ETHICS IN EDUCATION: Putting the "Who" Before the " How"

Joe Kerata
1992 Woodrow Wilson Biology Institute


One cannot divorce personal value systems from scientific discoveries and accomplishments. As science changes our lives, our ethics are challenged. New, previously unconsidered, choices must be made as more "gray areas " in a formerly black and white world are uncovered.

Ethical systems attempt to answer the question, "What ought I to do in the light of who I say I am?" The implication here is that valued decisions cannot be made until some form of self-discovery has taken place. I suggest that discovering "Who I am" is the very first step in setting up an ethical decision-making model.

Some authors caution that many students with strong religious backgrounds often balk at the idea of developing an ethical system because they feel they already have one in place and have no intention of subjecting it to any scrutiny. In cases like this, it is suggested that religious value systems be respected and that the study of other ethical models be studied (for those students) as a way of understanding other people whose values may clash with their own. (In light of this, I find it interesting that in twenty years of conducting the "Who am I" portion of this exercise, very few students described themselves in terms of their religious upbringing.)

In my 10th grade Honors Biology classes, I use a general study of perception as an introduction to the "me" part of ethical decision- making. I have included mine, adapted from The Greater Cleveland Science Project. Whatever method is used, the key is to turn it into a self-study. I use it as an informal, non-graded activity which works very well at the beginning of a school year.

Day One:

On the overhead, simply show the young woman/old woman sketch.

young woman/old woman optical illusion

  • Ask for descriptions. Most students see only the young woman.

  • Tell them that some people see only an old woman. Wait until they see her.

  • Why do different people see different things? Develop an operational definition of perception.

Show and discuss the optical illusions enclosed. What forces can alter a person's perception?


optical illusions

At the close of each session, have students write "S.I.L.T." at the top of a quarter piece of scrap paper, and briefly describe " Something I Learned Today." (I continue " S.I.L.T." cards all year long.)

Day Two:

(The trial activity is optional. The closure activity, day three, is essential.)

Conflicting perceptions often come into play in court cases. Pass out witness statements and accident report.

Students (groups of three) are to:

  1. Criticize each witness after reading all three reports. Show how each one's perception may have been influenced by the events.

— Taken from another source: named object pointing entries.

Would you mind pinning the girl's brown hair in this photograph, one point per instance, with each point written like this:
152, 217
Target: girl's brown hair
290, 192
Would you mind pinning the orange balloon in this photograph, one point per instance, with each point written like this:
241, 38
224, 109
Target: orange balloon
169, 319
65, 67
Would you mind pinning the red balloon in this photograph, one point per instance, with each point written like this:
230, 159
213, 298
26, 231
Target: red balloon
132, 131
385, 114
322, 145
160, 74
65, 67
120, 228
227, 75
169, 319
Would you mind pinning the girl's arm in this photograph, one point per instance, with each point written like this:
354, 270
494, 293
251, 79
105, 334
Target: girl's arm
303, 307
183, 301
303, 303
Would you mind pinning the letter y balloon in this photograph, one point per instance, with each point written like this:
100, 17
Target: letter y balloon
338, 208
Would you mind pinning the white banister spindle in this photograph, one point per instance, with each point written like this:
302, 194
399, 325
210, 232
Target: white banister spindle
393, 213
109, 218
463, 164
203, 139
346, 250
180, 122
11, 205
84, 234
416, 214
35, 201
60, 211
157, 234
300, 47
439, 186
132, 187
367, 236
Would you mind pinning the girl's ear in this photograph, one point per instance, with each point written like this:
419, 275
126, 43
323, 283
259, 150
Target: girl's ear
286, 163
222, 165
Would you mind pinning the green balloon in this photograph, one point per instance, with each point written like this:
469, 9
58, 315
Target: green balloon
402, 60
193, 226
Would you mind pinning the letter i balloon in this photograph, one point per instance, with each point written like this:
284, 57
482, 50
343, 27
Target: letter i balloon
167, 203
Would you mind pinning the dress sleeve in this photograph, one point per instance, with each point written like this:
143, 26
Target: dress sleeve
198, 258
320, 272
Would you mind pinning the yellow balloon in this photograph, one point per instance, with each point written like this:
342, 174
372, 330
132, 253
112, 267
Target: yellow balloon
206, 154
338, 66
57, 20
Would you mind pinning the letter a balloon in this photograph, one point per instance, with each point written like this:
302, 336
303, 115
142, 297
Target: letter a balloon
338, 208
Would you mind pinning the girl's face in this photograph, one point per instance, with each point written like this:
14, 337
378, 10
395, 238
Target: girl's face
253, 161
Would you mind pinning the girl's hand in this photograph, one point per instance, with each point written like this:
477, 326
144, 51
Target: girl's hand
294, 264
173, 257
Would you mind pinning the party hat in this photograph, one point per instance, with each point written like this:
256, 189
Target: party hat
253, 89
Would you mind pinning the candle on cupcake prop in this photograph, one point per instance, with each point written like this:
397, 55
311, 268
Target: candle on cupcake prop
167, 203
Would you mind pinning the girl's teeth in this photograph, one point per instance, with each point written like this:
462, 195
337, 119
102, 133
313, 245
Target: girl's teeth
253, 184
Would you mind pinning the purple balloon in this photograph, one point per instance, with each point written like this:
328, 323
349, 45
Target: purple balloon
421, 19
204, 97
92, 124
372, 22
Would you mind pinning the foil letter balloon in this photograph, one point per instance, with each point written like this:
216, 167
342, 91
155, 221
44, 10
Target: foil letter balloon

  2. Determine which traffic laws were violated from the accident report.

  3. Decide which party or parties were at fault for the accident.

  4. Hear from all groups. A spokesperson for each group may be questioned as an attorney or judge would.

Day Three:

When students come in on the third day, I have a life-sized outline of a person in front of the room.

"So far in our study of perception, we learned that different people can experience the same thing and yet perceive it differently. Today, we are going to look at self-perception. This drawing is a person. It represents me to you. It represents you to each other. It may represent you to yourself. What is unique about this person right now? There is nothing inside...more accurately, we don't know what's inside. Close your eyes for a few minutes and concentrate. Pretend you're looking into a mirror. What do you see? Look at your features. What kind of hair do you have? Is it light? dark? curly? straight? long? short? What about your eyes? Are they bright and cheerful? dark and mysterious? Are they laughing eyes? far away eyes? kind eyes? cold eyes? What about your mouth?...." (Continue to list physical characteristics with possible implied emotional traits.) "What about your personality? Do you see yourself as cheerful? cynical? funny? quiet? shy? loud? pleasant? friendly? moody? cool and unemotional? Take out a sheet of paper and try describing yourself to someone who has never seen you before. Remember, this doesn't have anything to do with other people's perception of you. Write how you see yourself. Include physical, emotional, and personality traits."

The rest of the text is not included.